In the midst of the screaming a butterfly told me of children in need. A story I recognized all to well in my own family, only, I fear the storyline for my family has a better chance for a happy ending than this one. As I listened to the story I pondered a most unusual status I posted on Facebook. I thought it odd that it struck me this morning, but went with the flow and left a quote I stumbled upon as my status. Now the words came back to me as loud as the screams of "urgent" in my email and the phone ringing off the hook.
The debacle overtaking my work will be forgotten in a few days. The lives and hearts of children, so young, so unattended will still be there for years to come. I can scream, corporate and anyone with email at work can scream and let their displeasure be heard. The children who know not love, have little to eat, fear the violence outside their doors and know only abuse, they cannot. If they should scream who would notice? My screams and those screaming at me will create some result. I will make my coffee, several pots, and get it all done tonight, with or without sleep. Their screams, if only the uncertain beating of their hearts and eyes that do not understand but know something is wrong, will see no result even if they stay awake all night alone in their child's mind and fear.

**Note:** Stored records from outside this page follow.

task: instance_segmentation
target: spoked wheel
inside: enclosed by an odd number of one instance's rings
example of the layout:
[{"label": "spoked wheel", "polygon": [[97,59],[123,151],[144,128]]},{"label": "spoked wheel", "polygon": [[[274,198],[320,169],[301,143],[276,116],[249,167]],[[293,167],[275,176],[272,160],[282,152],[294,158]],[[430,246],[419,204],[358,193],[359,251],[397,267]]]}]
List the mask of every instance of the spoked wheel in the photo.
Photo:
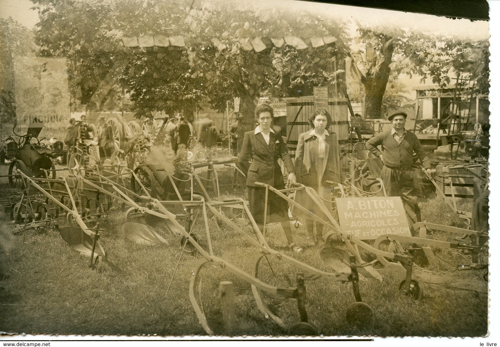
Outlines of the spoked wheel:
[{"label": "spoked wheel", "polygon": [[12,160],[8,167],[8,183],[14,188],[24,189],[26,185],[24,180],[20,174],[26,171],[26,166],[20,160]]},{"label": "spoked wheel", "polygon": [[[146,166],[140,166],[136,169],[134,172],[136,173],[137,178],[146,189],[148,194],[153,197],[156,197],[156,191],[153,187],[154,177],[152,172]],[[144,191],[144,189],[141,187],[140,184],[133,176],[130,181],[130,186],[132,191],[138,195],[146,195],[146,192]]]},{"label": "spoked wheel", "polygon": [[113,152],[120,150],[123,137],[122,124],[114,118],[110,118],[106,123],[111,128],[112,150]]},{"label": "spoked wheel", "polygon": [[420,300],[424,296],[424,288],[422,285],[416,280],[412,279],[410,281],[410,289],[406,288],[406,281],[403,281],[400,284],[400,292],[405,295],[409,295],[414,299]]},{"label": "spoked wheel", "polygon": [[153,141],[158,134],[158,126],[156,120],[148,118],[142,123],[142,133],[146,136],[149,136]]}]

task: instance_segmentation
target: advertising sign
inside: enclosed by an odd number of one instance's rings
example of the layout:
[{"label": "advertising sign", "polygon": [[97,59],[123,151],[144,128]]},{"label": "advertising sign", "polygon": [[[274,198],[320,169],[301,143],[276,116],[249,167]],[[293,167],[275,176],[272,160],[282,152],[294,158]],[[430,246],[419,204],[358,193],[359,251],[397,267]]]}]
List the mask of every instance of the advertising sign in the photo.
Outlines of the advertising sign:
[{"label": "advertising sign", "polygon": [[382,235],[411,236],[401,198],[338,198],[341,230],[362,240]]},{"label": "advertising sign", "polygon": [[64,59],[18,56],[14,59],[18,126],[36,119],[50,128],[65,127],[70,118],[70,92]]},{"label": "advertising sign", "polygon": [[328,87],[314,87],[314,108],[328,109]]}]

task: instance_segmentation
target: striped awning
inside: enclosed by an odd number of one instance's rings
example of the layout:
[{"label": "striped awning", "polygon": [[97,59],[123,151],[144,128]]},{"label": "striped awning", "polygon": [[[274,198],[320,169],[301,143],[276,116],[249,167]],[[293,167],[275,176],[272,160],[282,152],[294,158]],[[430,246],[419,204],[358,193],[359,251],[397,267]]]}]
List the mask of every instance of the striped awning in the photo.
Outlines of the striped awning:
[{"label": "striped awning", "polygon": [[[262,39],[264,39],[264,40]],[[298,49],[304,49],[312,47],[316,48],[336,42],[337,39],[332,36],[322,37],[312,37],[305,41],[302,38],[293,36],[284,37],[248,37],[239,40],[244,49],[254,50],[260,52],[273,44],[278,48],[284,44],[292,46]],[[185,47],[186,45],[184,37],[182,35],[166,36],[138,36],[130,37],[124,37],[122,38],[123,44],[126,47],[168,47],[169,45],[178,47]],[[228,48],[228,45],[217,37],[213,37],[210,42],[218,49],[222,50]],[[266,43],[264,43],[266,42]],[[310,45],[308,45],[308,42]],[[208,44],[207,42],[207,44]]]}]

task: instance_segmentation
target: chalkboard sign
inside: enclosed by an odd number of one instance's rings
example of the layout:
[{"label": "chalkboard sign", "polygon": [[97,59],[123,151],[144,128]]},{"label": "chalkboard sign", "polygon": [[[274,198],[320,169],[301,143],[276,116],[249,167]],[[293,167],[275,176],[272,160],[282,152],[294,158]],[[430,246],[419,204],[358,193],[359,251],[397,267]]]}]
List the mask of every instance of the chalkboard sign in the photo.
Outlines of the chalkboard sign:
[{"label": "chalkboard sign", "polygon": [[361,240],[382,235],[411,236],[401,198],[338,198],[336,199],[342,231]]},{"label": "chalkboard sign", "polygon": [[328,87],[314,87],[314,108],[328,109]]}]

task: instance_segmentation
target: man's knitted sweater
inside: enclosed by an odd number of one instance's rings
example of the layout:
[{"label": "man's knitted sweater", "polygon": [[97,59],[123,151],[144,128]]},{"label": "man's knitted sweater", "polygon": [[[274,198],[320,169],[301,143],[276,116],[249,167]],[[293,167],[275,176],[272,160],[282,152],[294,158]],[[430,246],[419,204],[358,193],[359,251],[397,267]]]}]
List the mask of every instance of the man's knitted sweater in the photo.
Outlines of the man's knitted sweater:
[{"label": "man's knitted sweater", "polygon": [[[377,148],[382,145],[382,152]],[[400,143],[394,138],[391,131],[375,135],[366,142],[366,148],[377,158],[384,154],[385,165],[392,168],[410,169],[413,165],[414,152],[416,153],[424,167],[431,168],[430,161],[426,155],[418,138],[413,133],[406,131]]]}]

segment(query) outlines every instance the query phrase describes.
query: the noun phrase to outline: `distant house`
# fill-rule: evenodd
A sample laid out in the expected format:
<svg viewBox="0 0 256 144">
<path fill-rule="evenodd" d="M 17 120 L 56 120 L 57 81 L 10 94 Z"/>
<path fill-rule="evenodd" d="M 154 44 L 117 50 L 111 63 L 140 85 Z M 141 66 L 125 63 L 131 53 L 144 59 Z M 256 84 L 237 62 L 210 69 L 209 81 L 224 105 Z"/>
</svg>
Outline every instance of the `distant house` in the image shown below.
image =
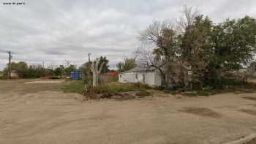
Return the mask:
<svg viewBox="0 0 256 144">
<path fill-rule="evenodd" d="M 109 76 L 109 77 L 116 77 L 118 75 L 117 71 L 113 71 L 113 72 L 108 72 L 105 74 L 105 76 Z"/>
<path fill-rule="evenodd" d="M 120 83 L 144 83 L 151 87 L 161 86 L 161 75 L 153 67 L 137 67 L 118 75 Z"/>
</svg>

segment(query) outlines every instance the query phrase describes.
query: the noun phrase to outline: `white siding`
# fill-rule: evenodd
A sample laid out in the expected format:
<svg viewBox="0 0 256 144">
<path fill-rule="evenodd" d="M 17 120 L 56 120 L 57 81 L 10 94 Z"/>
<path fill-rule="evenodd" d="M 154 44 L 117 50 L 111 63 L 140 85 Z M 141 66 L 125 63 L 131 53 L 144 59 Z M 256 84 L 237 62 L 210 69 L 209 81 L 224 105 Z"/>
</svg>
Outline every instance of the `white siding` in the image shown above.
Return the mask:
<svg viewBox="0 0 256 144">
<path fill-rule="evenodd" d="M 118 81 L 120 83 L 134 83 L 135 82 L 135 73 L 125 72 L 118 75 Z"/>
<path fill-rule="evenodd" d="M 138 77 L 136 77 L 136 75 L 138 75 Z M 120 83 L 143 83 L 143 75 L 145 75 L 144 83 L 149 86 L 157 87 L 161 86 L 161 76 L 157 70 L 146 72 L 124 72 L 118 75 L 118 81 Z"/>
</svg>

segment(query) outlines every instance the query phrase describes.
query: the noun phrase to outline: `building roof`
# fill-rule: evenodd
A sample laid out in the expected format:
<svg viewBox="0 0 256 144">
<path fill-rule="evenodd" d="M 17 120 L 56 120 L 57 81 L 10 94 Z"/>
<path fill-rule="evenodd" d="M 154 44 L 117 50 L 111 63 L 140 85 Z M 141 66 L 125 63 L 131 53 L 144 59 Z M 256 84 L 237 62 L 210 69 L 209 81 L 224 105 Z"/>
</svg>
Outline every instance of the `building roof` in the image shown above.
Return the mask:
<svg viewBox="0 0 256 144">
<path fill-rule="evenodd" d="M 113 72 L 108 72 L 105 74 L 106 76 L 116 76 L 118 75 L 117 71 L 113 71 Z"/>
<path fill-rule="evenodd" d="M 122 73 L 127 73 L 127 72 L 152 72 L 154 70 L 156 70 L 156 69 L 154 67 L 136 67 L 130 70 L 123 72 Z"/>
</svg>

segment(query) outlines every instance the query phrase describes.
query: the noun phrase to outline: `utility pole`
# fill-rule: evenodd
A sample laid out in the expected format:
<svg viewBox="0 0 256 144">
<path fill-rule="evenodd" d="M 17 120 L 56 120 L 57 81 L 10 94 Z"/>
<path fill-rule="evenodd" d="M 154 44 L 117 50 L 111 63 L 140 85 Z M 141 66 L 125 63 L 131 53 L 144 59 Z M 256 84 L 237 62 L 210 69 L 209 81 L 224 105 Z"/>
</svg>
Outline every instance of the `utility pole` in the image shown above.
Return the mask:
<svg viewBox="0 0 256 144">
<path fill-rule="evenodd" d="M 11 71 L 12 71 L 12 68 L 11 68 L 11 57 L 12 57 L 12 52 L 11 51 L 8 51 L 7 52 L 9 53 L 9 79 L 12 78 L 12 75 L 11 75 Z"/>
<path fill-rule="evenodd" d="M 88 61 L 89 62 L 91 62 L 91 58 L 90 58 L 90 56 L 91 55 L 91 53 L 88 53 Z"/>
</svg>

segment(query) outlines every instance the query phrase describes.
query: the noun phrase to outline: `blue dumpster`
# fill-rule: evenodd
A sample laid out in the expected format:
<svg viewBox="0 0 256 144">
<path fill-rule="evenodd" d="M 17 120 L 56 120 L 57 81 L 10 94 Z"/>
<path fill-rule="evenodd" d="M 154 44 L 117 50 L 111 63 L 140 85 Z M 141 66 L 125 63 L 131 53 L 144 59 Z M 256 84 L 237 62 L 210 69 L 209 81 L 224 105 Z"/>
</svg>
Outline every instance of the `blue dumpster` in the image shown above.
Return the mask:
<svg viewBox="0 0 256 144">
<path fill-rule="evenodd" d="M 76 80 L 82 78 L 82 72 L 80 71 L 72 71 L 70 72 L 70 80 Z"/>
</svg>

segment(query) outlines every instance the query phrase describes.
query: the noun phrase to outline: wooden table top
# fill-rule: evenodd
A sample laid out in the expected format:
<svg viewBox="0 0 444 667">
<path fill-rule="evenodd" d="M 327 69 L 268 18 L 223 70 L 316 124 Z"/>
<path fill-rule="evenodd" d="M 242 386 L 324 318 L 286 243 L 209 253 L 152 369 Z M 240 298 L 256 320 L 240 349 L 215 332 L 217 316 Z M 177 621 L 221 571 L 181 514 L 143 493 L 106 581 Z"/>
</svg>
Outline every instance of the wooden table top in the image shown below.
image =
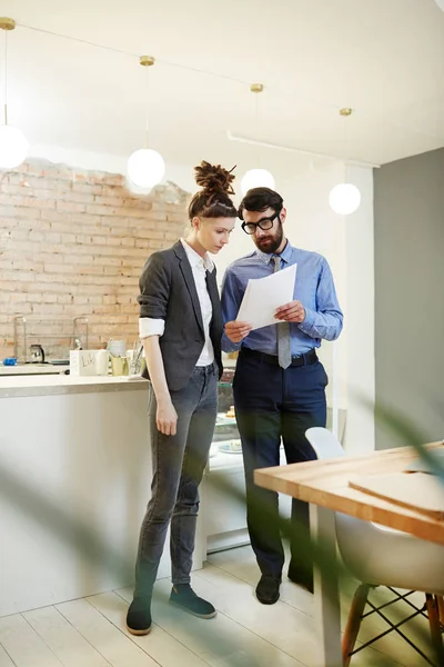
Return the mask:
<svg viewBox="0 0 444 667">
<path fill-rule="evenodd" d="M 443 449 L 444 442 L 431 442 L 426 447 Z M 293 498 L 444 545 L 443 519 L 401 507 L 349 486 L 350 479 L 356 475 L 402 472 L 415 458 L 417 454 L 413 448 L 396 447 L 374 451 L 369 456 L 346 456 L 261 468 L 254 471 L 254 480 L 258 486 Z"/>
</svg>

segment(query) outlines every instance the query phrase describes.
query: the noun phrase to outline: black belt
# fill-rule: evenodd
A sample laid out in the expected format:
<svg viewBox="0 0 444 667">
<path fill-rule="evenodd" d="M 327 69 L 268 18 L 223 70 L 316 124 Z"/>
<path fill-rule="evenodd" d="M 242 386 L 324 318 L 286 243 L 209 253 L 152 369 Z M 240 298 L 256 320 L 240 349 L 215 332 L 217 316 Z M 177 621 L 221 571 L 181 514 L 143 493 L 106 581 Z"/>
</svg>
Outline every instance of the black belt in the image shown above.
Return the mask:
<svg viewBox="0 0 444 667">
<path fill-rule="evenodd" d="M 269 364 L 270 366 L 279 366 L 279 359 L 276 355 L 266 355 L 265 352 L 252 350 L 248 347 L 241 348 L 241 355 L 252 357 L 253 359 L 258 359 L 259 361 L 263 361 L 264 364 Z M 292 357 L 291 366 L 313 366 L 313 364 L 316 364 L 316 350 L 312 349 L 310 350 L 310 352 L 305 352 L 305 355 L 301 355 L 300 357 Z"/>
</svg>

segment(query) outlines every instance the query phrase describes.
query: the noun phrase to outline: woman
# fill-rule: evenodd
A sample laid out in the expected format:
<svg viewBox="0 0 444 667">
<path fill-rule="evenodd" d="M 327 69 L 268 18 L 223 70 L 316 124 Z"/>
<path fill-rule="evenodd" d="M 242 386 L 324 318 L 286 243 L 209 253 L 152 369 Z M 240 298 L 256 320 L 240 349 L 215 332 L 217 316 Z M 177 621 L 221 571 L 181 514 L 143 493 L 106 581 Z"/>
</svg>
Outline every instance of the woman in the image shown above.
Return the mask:
<svg viewBox="0 0 444 667">
<path fill-rule="evenodd" d="M 222 315 L 215 268 L 218 253 L 238 217 L 230 195 L 234 176 L 202 162 L 202 190 L 189 207 L 186 240 L 154 252 L 140 278 L 140 337 L 150 385 L 153 461 L 151 500 L 142 522 L 135 589 L 127 616 L 133 635 L 151 629 L 151 596 L 171 520 L 170 601 L 202 618 L 214 607 L 190 586 L 199 509 L 198 487 L 206 464 L 222 375 Z"/>
</svg>

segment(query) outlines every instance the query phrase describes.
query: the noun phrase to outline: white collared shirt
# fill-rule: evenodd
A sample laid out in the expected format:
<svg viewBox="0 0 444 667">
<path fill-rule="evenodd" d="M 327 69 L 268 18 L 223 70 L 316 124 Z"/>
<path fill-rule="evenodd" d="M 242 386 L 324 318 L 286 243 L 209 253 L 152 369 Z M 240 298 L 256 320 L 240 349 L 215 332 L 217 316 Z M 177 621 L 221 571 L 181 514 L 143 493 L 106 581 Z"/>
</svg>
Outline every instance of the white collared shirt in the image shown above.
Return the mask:
<svg viewBox="0 0 444 667">
<path fill-rule="evenodd" d="M 186 252 L 186 258 L 193 272 L 205 335 L 205 342 L 196 366 L 209 366 L 214 361 L 214 349 L 210 338 L 210 322 L 213 317 L 213 307 L 206 289 L 205 271 L 212 271 L 214 263 L 208 253 L 201 257 L 184 239 L 181 239 L 181 243 Z M 149 338 L 150 336 L 163 336 L 164 330 L 165 321 L 163 319 L 153 319 L 150 317 L 141 317 L 139 319 L 139 336 L 141 339 Z"/>
</svg>

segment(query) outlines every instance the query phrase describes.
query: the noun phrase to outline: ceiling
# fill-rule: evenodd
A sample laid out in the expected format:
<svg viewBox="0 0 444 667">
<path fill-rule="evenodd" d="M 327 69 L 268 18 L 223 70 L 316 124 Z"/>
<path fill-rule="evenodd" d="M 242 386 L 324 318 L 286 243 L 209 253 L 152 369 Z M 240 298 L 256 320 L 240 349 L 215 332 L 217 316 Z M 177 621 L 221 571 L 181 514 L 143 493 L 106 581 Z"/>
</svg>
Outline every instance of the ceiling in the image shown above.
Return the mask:
<svg viewBox="0 0 444 667">
<path fill-rule="evenodd" d="M 170 162 L 302 159 L 228 130 L 372 163 L 444 146 L 434 0 L 0 0 L 0 14 L 19 23 L 8 34 L 9 121 L 34 145 L 142 147 L 138 56 L 149 53 L 150 139 Z"/>
</svg>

I know what it is like to scream so that no one hears. And as the screams that everyone could hear raged through the day, I remained with these children and the countless numbers we do not even know. I listened for their screams in the absence of laughter. I listened for their screams in the absence of food. I listened for their screams in the absence of arms to pick them up and hold them, just because. I listened for their screams in the absence of love and hope. As I listened the other screams faded. As I listened my own screams faded. As I listened I struggled for a different way to scream.
And so I leave this simple post tonight. It has no happy ending to report. Nor, have I resolved the voice I felt and feel within me. The voice that says 'listen' and in listening do not scream but your voice must be heard. Many voices must be heard, but I will start with mine. And so my heart found a swing to sit next to the empty one representing all those children that should be there but have no voice. We'll sit together until I figure it out. That's a start, no one was sitting with many of them anyway. And for those who were,
Namastè I would be honored to join my voice with yours.